En nuestra infancia, la muerte pertenecía al panorama habitual de nuestras vidas. En muchos pueblos las campanas tocaban «a agonía». Todos los vecinos se enteraban de esta forma que alguien estaba a punto de morir. Por supuesto, todos acompañaban su cadáver hasta el cementerio.

En las ciudades tampoco pasaba inadvertido el fallecimiento. Algunos de nosotros todavía recordamos el desfile que recorría nuestras calles para acompañar el cadáver hasta un determinado lugar. «Allí se despedía el duelo», según la expresión habitual.

Hoy han cambiado las costumbres, las normas municipales y el testimonio de la fe de los vivos. No es muy habitual el luto entre los parientes. El «cortejo» fúnebre se reduce a un discreto acompañamiento de coches con los familiares más cercanos. Muchos de los amigos o colegas del difunto no entran en la iglesia. Y en otros casos ni siquiera se solicita una ceremonia religiosa.

Es cierto que los primeros días de noviembre todavía hay numerosas personas que acuden al cementerio a depositar unas flores sobre la tumba de sus familiares difuntos. Pero todo nos hace pensar que nuestra sociedad ha tratado de desdramatizar la muerte. Es más, en muchos casos se puede decir que la ha convertido en un espectáculo más.

Solamente en casos especiales la muerte sigue conservando su dramatismo. Por ejemplo, cuando fallece un joven, cuando se trata de una persona vinculada al mundo de la literatura o del espectáculo, cuando la muerte se debe a un acto delictivo o cuando no aparece el cadáver.

Para los cristianos, la muerte no es el final del camino. Es un «paso» a la eternidad en la que brilla la misericordia infinita de Dios. La fe nos dice que nuestros hermanos difuntos siguen de alguna forma unidos a nosotros. Como decía el Concilio Vaticano II, «la Iglesia de los peregrinos desde los primeros tiempos del cristianismo tuvo perfecto conocimiento de esta comunión de todo el Cuerpo Místico de Jesucristo».
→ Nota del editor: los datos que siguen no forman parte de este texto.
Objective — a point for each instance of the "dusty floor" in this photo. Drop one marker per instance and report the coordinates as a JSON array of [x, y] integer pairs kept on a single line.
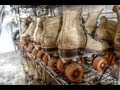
[[11, 70]]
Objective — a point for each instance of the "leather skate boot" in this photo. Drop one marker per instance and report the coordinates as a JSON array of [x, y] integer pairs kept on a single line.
[[72, 37], [91, 23], [106, 30], [25, 24], [31, 28], [52, 27], [116, 9], [38, 32]]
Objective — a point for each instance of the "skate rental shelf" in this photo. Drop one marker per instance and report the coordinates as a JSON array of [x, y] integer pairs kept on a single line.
[[65, 45]]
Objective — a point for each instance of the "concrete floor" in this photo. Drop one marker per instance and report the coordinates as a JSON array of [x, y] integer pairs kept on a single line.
[[11, 70]]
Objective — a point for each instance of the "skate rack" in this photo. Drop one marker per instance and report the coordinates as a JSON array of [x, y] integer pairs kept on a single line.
[[89, 78]]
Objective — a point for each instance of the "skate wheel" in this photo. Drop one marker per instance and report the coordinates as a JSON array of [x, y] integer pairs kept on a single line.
[[52, 63], [100, 64], [60, 66], [74, 72], [40, 55], [30, 48], [46, 58]]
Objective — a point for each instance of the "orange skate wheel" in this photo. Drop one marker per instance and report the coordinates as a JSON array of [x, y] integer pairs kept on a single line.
[[52, 63], [100, 64], [40, 55], [74, 72], [60, 66]]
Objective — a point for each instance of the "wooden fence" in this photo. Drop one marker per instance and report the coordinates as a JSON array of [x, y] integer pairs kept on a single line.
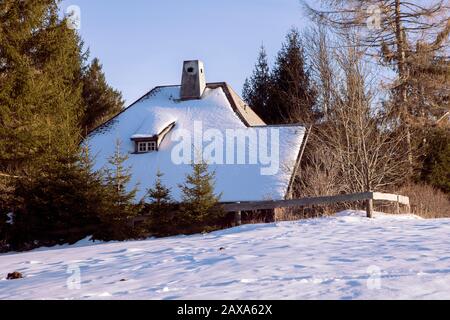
[[368, 197]]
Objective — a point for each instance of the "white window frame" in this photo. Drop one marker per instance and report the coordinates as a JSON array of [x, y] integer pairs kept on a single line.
[[146, 146]]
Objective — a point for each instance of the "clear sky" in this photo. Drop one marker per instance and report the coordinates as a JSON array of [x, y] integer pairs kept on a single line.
[[142, 43]]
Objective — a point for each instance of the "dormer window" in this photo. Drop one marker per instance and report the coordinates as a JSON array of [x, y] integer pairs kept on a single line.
[[145, 141], [146, 146]]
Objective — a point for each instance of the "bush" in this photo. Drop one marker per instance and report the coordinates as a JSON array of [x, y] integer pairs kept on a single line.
[[200, 209], [436, 162], [427, 201], [58, 205]]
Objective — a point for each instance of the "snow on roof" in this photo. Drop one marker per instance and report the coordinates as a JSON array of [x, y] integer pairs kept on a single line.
[[160, 108], [154, 124]]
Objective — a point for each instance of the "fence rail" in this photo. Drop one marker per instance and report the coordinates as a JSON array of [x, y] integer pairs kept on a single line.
[[369, 197]]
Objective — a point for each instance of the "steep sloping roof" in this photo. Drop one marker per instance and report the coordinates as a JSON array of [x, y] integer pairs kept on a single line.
[[237, 182]]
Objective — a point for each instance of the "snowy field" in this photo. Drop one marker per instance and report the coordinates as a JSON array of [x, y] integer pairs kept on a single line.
[[344, 257]]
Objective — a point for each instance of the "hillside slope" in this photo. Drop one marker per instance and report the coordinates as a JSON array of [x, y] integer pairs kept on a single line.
[[344, 257]]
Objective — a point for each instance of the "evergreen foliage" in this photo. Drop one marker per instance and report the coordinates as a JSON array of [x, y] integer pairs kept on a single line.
[[293, 96], [161, 208], [58, 206], [200, 206], [101, 101], [120, 207], [40, 70], [287, 94], [436, 163], [256, 90]]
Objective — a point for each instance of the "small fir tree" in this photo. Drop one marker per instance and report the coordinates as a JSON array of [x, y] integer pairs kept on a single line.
[[256, 90], [121, 209], [200, 209], [161, 207], [101, 101]]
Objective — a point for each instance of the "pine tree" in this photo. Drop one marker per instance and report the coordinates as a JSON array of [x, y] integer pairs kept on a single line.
[[161, 207], [256, 90], [61, 205], [101, 101], [40, 92], [200, 209], [292, 97], [115, 219]]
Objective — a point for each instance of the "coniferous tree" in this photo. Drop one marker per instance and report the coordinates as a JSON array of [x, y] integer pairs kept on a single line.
[[256, 90], [161, 207], [436, 163], [101, 101], [200, 209], [116, 218], [60, 205], [292, 97], [40, 90]]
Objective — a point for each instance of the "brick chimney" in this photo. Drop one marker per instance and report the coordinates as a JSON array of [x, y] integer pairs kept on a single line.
[[193, 81]]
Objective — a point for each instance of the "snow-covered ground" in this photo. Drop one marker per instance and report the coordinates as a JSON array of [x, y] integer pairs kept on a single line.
[[344, 257]]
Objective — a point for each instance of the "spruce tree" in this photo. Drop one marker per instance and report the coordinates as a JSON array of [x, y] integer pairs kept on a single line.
[[161, 207], [200, 206], [101, 101], [121, 209], [61, 205], [256, 90], [40, 91], [292, 98]]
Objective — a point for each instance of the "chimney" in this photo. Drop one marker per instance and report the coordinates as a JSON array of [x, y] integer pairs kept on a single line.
[[193, 81]]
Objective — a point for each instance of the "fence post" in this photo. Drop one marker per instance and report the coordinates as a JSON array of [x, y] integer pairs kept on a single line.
[[238, 217], [369, 208]]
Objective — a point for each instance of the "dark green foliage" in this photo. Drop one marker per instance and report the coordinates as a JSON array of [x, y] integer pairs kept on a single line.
[[436, 163], [58, 206], [101, 101], [40, 89], [293, 97], [287, 94], [200, 209], [256, 91], [119, 209], [161, 208]]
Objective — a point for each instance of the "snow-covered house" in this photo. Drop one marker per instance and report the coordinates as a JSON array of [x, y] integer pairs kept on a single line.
[[171, 126]]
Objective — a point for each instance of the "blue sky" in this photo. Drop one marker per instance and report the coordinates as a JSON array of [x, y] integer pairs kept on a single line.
[[143, 43]]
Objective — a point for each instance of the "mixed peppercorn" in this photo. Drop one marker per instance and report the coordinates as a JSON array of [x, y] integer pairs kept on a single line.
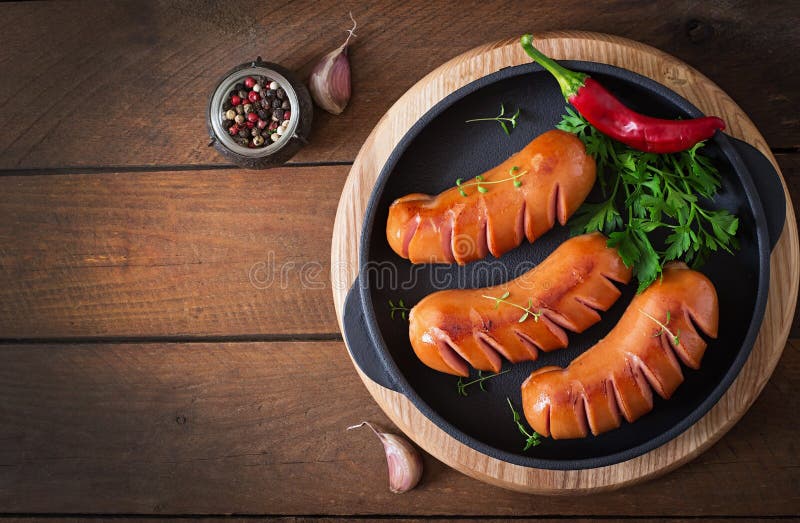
[[256, 112]]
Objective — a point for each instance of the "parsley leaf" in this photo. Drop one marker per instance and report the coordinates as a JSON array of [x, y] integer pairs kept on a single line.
[[650, 198]]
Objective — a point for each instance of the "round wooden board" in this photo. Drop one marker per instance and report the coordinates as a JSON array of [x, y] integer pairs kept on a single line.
[[647, 61]]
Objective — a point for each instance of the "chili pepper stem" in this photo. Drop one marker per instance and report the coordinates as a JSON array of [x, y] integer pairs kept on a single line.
[[570, 81]]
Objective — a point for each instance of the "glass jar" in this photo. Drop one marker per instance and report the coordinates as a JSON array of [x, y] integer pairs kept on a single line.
[[295, 133]]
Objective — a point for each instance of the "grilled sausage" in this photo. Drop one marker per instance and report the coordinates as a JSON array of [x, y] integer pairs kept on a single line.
[[614, 378], [453, 328], [556, 176]]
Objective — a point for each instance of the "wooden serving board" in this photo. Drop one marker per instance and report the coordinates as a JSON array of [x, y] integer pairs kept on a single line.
[[647, 61]]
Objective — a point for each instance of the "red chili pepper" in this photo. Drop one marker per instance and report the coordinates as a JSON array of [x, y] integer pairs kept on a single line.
[[613, 118]]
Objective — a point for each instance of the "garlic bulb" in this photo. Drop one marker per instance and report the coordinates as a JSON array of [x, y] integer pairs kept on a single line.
[[405, 463], [329, 82]]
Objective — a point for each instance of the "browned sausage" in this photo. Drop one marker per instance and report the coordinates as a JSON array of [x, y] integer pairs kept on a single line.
[[453, 328], [556, 176], [614, 378]]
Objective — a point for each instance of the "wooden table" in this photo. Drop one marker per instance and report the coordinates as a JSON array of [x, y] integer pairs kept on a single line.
[[168, 340]]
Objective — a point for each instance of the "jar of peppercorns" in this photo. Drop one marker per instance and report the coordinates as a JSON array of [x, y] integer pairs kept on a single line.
[[259, 115]]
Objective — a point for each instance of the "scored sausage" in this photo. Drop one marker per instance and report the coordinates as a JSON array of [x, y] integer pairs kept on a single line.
[[451, 330], [615, 378], [520, 198]]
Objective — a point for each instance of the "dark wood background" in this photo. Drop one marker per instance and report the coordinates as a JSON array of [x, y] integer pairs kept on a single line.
[[143, 373]]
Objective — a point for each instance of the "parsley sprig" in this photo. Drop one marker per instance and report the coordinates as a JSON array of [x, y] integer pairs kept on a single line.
[[514, 174], [676, 336], [531, 440], [503, 120], [649, 196], [528, 311]]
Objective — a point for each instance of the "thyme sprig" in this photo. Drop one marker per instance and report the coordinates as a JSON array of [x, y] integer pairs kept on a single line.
[[528, 311], [501, 119], [514, 175], [531, 440], [462, 385], [676, 337], [400, 308]]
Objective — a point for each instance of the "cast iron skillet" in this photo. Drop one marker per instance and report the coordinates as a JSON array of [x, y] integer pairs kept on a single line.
[[441, 147]]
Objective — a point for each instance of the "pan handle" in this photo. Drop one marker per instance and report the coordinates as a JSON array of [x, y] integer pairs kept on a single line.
[[769, 187], [360, 344]]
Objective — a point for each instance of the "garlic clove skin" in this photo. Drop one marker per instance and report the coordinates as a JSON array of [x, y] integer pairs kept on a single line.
[[329, 82], [403, 460]]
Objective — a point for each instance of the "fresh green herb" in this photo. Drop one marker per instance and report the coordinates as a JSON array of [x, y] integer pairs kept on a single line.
[[646, 193], [528, 311], [462, 385], [676, 337], [501, 119], [514, 175], [399, 308], [531, 440]]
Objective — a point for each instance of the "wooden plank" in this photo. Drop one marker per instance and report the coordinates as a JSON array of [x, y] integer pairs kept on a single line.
[[193, 253], [170, 253], [393, 518], [126, 83], [258, 428]]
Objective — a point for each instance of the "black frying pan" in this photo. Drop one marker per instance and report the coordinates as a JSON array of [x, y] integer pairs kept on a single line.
[[439, 148]]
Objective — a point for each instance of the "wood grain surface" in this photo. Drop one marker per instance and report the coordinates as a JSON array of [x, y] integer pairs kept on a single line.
[[784, 265], [260, 428], [190, 253], [172, 253], [120, 229], [126, 83]]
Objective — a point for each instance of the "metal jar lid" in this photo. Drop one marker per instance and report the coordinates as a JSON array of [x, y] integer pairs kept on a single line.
[[276, 153]]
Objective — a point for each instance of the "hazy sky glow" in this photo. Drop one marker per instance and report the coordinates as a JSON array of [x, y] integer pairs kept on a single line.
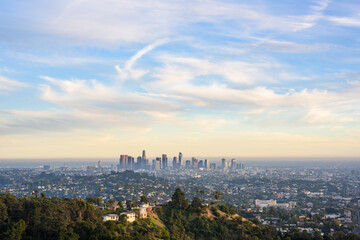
[[91, 78]]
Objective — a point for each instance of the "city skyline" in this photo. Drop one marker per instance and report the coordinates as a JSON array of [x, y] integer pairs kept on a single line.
[[261, 79]]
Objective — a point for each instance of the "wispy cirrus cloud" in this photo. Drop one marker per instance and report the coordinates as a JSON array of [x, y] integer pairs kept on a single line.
[[8, 85]]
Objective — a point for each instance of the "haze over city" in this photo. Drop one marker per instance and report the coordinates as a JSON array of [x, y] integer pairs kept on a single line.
[[81, 79]]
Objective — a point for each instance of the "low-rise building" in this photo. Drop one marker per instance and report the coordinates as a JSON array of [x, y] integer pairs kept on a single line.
[[130, 216], [111, 217]]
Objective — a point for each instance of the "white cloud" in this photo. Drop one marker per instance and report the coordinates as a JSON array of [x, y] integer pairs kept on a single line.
[[111, 22], [57, 60], [345, 21], [128, 72], [7, 85], [92, 96]]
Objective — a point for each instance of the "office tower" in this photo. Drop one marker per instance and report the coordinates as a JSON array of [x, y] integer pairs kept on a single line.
[[156, 159], [201, 164], [122, 161], [143, 160], [223, 163], [175, 165], [233, 164], [194, 163], [158, 164], [164, 161], [187, 164], [180, 160], [138, 163]]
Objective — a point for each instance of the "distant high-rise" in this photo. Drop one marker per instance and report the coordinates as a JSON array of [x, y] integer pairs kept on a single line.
[[233, 164], [130, 163], [194, 163], [187, 164], [144, 155], [180, 160], [143, 160], [223, 163], [206, 164], [122, 161], [164, 161], [158, 164], [175, 164]]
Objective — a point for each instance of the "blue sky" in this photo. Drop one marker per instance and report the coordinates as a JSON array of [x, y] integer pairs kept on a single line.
[[87, 78]]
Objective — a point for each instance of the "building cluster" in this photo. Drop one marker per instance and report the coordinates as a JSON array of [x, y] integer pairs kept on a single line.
[[273, 203], [140, 212], [162, 163]]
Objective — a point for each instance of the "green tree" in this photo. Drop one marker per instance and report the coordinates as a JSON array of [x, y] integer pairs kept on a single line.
[[14, 231], [178, 198], [217, 195], [144, 199]]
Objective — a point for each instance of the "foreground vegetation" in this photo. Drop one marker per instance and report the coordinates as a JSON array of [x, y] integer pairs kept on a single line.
[[73, 219]]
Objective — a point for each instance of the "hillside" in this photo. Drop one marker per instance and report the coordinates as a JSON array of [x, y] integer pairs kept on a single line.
[[36, 217]]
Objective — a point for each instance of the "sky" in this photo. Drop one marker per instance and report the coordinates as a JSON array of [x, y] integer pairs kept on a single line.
[[91, 78]]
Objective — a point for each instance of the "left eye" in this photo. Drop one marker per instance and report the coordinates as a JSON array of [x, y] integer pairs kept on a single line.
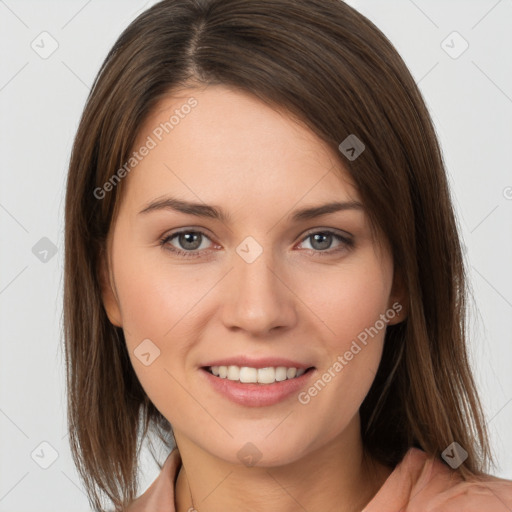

Esa fe es operativa. Por eso, añade el Concilio que la Iglesia «conservó con gran piedad el recuerdo de los difuntos, y ofreció sufragios por ellos . Esa costumbre nos une a la fe de nuestros hermanos judíos. En efecto, la Biblia alaba la piedad de Judas Macabeo con relación a los soldados caídos en combate, porque santo y saludable es el pensamiento de orar por los difuntos para que queden libres de sus pecados» (2 Mac 12,46).

Pues bien, ése es el sentimiento cristiano. Agradecemos a Dios la vida de los que hemos amado y se nos han muerto. Oramos por ellos. Procuramos recordar los mejores ejemplos que nos dieron y hacer posible y real, con la ayuda de Dios, el mundo mejor que ellos esperaron.

Por otra parte, procuramos no desentendernos de los hermanos que, a nuestro lado, pasan por el trance del duelo. Nuestra cercanía y nuestra ayuda, si es el caso, es para ellos un testimonio sencillo y cordial del amor y la compasión de Dios.